Esta prestación es susceptible de ser destinada a gastos relativos a reformas en el domicilio para mejorar la accesibilidad o adaptar estancias; a la adquisición de material como grúas, sillas de ruedas o camas; a la compra de vehículos adaptados o a la contratación de atención profesional, desde cuidados a domicilio a fisioterapia, rehabilitación o terapia psicológica.
Son estas unas ayudas pioneras en el conjunto del Estado, rápidas y ágiles que, sin embargo, hasta ahora tenían un considerable inconveniente: eran contributivas a nivel estatal. Algunos enfermos han tenido que llegar a devolver más de un tercio de lo recibido.
Exención de tributación
El problema parece estar solucionado.
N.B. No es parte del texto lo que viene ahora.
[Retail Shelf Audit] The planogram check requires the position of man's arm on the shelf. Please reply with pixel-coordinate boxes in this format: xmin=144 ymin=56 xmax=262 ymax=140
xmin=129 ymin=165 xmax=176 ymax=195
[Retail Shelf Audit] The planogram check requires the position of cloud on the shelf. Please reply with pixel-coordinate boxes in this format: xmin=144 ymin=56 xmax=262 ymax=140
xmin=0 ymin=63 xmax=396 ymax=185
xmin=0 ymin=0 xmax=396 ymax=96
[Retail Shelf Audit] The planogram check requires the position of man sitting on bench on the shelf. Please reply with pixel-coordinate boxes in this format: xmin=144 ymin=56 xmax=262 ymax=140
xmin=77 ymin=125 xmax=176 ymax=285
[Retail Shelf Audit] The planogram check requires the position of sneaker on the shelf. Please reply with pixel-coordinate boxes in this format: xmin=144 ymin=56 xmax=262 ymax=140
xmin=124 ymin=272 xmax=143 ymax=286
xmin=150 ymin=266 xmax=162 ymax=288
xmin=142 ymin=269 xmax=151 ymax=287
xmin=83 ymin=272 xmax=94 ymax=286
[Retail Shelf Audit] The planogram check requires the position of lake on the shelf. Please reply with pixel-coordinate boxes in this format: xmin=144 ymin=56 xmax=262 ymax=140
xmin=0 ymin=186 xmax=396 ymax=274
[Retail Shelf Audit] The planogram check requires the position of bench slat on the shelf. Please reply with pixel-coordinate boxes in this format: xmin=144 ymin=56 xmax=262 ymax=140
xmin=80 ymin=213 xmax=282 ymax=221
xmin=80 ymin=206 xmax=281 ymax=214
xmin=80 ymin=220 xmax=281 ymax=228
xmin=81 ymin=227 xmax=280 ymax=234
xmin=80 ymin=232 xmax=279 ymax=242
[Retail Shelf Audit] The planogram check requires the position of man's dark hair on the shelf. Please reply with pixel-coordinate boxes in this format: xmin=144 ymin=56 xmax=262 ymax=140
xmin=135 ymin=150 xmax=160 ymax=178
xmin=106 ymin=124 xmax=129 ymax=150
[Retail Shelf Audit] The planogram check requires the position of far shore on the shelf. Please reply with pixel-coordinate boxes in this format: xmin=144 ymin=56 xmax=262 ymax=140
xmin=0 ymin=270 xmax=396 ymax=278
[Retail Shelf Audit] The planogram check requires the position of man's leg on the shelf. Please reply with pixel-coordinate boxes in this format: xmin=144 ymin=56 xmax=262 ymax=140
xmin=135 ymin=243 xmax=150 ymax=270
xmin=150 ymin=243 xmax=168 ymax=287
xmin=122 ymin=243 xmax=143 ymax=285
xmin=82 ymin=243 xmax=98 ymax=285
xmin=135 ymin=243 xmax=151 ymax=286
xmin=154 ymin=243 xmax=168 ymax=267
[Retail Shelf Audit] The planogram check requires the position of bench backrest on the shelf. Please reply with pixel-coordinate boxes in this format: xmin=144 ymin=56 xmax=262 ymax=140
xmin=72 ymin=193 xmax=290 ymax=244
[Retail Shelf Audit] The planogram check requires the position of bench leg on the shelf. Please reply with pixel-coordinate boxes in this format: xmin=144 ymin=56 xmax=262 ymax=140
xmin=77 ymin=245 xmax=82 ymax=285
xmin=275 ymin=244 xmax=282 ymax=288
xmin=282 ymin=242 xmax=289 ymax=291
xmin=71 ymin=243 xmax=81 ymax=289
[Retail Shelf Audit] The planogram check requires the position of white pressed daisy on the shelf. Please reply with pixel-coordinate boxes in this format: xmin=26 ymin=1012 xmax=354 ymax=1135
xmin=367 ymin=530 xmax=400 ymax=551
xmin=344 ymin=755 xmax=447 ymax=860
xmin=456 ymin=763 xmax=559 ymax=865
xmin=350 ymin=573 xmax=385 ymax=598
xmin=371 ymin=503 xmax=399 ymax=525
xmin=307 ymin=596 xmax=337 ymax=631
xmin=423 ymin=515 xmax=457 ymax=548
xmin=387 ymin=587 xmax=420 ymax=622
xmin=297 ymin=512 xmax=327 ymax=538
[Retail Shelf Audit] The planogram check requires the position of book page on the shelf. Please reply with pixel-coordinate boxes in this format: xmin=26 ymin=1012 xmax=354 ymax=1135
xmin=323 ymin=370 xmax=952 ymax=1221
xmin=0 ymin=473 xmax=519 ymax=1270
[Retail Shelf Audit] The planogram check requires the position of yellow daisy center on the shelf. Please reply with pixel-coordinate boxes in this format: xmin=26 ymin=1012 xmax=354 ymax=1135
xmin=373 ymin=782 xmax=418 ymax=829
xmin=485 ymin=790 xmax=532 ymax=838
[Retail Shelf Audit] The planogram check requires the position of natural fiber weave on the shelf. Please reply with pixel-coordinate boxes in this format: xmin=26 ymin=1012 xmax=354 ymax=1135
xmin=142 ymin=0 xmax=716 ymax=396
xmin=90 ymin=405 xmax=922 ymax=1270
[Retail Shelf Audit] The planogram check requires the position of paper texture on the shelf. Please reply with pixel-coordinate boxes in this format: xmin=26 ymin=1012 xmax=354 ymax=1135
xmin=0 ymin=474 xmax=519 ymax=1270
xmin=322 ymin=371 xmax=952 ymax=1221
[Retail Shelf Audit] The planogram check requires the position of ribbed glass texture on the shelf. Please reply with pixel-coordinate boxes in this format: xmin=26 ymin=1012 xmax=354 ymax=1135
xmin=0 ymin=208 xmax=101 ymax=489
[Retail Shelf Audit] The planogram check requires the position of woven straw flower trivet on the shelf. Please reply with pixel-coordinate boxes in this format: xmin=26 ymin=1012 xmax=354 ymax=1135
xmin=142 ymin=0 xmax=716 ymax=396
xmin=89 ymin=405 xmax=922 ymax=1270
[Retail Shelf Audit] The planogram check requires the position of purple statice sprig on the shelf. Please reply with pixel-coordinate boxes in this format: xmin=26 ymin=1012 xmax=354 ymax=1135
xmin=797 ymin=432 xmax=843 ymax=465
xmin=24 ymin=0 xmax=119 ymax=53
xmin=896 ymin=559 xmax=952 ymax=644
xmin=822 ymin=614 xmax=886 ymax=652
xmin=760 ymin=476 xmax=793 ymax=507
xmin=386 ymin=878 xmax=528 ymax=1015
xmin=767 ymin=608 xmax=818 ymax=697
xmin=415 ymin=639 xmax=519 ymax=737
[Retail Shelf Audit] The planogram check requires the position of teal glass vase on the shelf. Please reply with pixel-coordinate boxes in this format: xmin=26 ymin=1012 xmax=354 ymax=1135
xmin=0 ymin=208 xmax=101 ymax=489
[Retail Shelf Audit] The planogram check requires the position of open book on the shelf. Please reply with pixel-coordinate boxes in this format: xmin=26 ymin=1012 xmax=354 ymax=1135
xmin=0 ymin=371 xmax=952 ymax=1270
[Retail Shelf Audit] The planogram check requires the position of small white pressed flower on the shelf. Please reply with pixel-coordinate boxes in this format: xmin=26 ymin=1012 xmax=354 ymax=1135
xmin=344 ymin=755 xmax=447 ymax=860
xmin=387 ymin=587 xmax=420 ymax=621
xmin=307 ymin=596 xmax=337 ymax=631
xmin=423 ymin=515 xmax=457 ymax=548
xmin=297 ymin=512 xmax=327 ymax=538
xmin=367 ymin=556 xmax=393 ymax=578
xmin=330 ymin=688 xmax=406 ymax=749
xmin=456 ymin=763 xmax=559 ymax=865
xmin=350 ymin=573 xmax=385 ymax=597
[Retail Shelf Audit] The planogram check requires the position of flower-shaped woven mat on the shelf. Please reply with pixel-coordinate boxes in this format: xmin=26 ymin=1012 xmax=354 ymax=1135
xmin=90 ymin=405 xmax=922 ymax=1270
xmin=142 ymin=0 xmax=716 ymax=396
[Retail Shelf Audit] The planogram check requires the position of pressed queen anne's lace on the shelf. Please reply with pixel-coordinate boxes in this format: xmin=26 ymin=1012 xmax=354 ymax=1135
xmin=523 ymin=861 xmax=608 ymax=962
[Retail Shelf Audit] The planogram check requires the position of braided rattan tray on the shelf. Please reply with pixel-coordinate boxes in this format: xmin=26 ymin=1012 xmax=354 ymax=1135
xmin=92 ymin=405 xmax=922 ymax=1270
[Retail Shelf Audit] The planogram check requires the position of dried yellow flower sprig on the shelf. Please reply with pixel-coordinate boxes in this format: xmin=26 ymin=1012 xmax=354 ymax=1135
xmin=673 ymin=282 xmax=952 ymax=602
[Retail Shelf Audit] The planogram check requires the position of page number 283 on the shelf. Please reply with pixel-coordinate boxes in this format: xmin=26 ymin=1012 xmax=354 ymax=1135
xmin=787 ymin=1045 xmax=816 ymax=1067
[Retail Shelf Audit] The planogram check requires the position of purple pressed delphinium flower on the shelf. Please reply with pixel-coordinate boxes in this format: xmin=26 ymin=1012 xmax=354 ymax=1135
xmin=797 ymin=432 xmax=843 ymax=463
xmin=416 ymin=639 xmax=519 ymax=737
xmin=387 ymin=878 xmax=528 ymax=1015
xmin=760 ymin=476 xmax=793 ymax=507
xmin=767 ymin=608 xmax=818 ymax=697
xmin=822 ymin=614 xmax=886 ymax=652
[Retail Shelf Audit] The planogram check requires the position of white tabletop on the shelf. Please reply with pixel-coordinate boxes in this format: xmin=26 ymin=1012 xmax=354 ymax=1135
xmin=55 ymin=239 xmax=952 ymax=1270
El pasado lunes, el presidente de la Xunta, Alfonso Rueda, anunció que los presupuestos autonómicos para el 2026 incluirán la exención fiscal de cualquier impuesto sobre las ayudas que reciban las personas con ELA.
Sobre la ley estatal, la Consellería de Política Social se muestra escéptica: «Estamos acostumbrados a que el Ejecutivo central consolide derechos, pero sin financiación. En este caso se necesita urgentemente, porque afecta a personas que no tienen margen de espera, gente que vive contrarreloj, y cada día sin el apoyo necesario es un día más de impotencia y de desgaste».
Apuntan desde la Xunta que no se trata solo de falta de fondos, que a lo largo de un año el Gobierno «ha sido incapaz de explicar y detallar cómo serán los procedimientos, cómo se van a tramitar las ayudas». «Está jugando con las personas enfermas, mintiéndoles y negándoles lo que les corresponde», zanjan.